Boundary-free software defined networking that works on any cloud. Apply network and security policies to all your clouds, then monitor/analyze from a single interface.

  • Long description: 

## Many clouds

This is now a _multicloud_ world. Companies are developing applications designed to work in the cloud (_cloud native_), but are finding that there isn't a single cloud offering that meets all of their requirements. Combinations of private and public clouds (_hybrid multicloud_) are necessary to deliver the services required for their business needs.

Maintaining the communication between all of these clouds (the _network fabric_) can be complicated. Each one can have its own APIs and policies. Making sure everything stays up to date and secure is time consuming and error prone.

That's where we come in.

## One (Tungsten) Fabric

[Tungsten Fabric](https://tungsten.io) is a secure software defined networking project designed for the cloud native, multicloud environment. Placing it on top of any IP network allows you to have a single portal for defining, monitoring, and analyzing your entire multicloud network, its security, and its performance.

Using Tungsten Fabric, you can write and deploy network and security policies that are portable to any cloud environment. All of your clouds can have a consistent and easily maintainable configuration. Standardized policies will make your security team happy, too.

## Internet scale

Tungsten Fabric is designed from the ground up to be as fast, as secure, and as scaleable as you need.
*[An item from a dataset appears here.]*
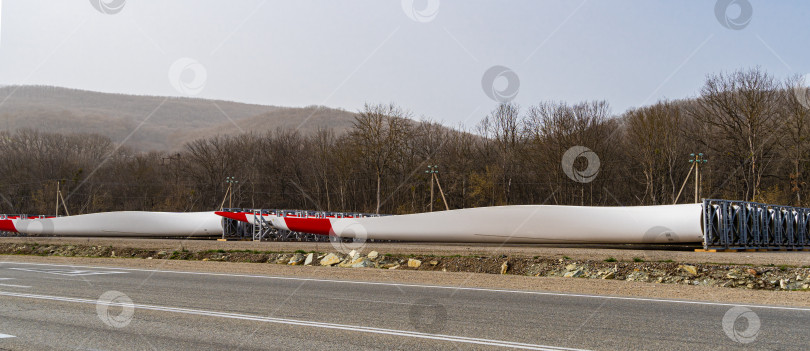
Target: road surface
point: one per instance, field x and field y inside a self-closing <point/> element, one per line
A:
<point x="52" y="306"/>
From small private networks to Tier 1 ISPs, Tungsten Fabric can handle it…and we have users and contributors from both and everything in between! Working with Tungsten Fabric will give you a lot of experience with and knowledge about our industry.

Join us!

  • Application instructions: 

Applying to intern with Tungsten Fabric is easy!

1. [Subscribe](https://lists.tungsten.io/g/dev/join) to our Dev mailing list. Subscription is required to email the list.
1. Check out our [list of project ideas](https://wiki.tungsten.io/display/TUN/GSoC+2019#GSoC2019-ProjectIdeas).
1. Send an email to the address for the Dev mailing list: `dev@lists.tungsten.io`.

Your email should include the following information:

* The name of the project you'd like to work on.
* A short paragraph (100 words, maximum) about what interests you about the project and/or about Tungsten Fabric.
* A short paragraph (100 words, maximum) about why you think you'd be a good fit for the project you picked. Please tell us whether you already have the skills that are required/preferred for that project and, if so, how much experience you have with them.
* A short paragraph (100 words, maximum) telling us more about you as a person. This can include information like where you go to school, what you're studying, whether you've done Google Summer of Code before, your favorite food, or any other interesting stuff you'd like to share.

After we receive your application, the mentor for the project you selected will contact you to set up a conversation and a coding exercise using the technologies relevant to the project you selected. Completion of both the conversation and the coding exercise are required to be considered to join the project.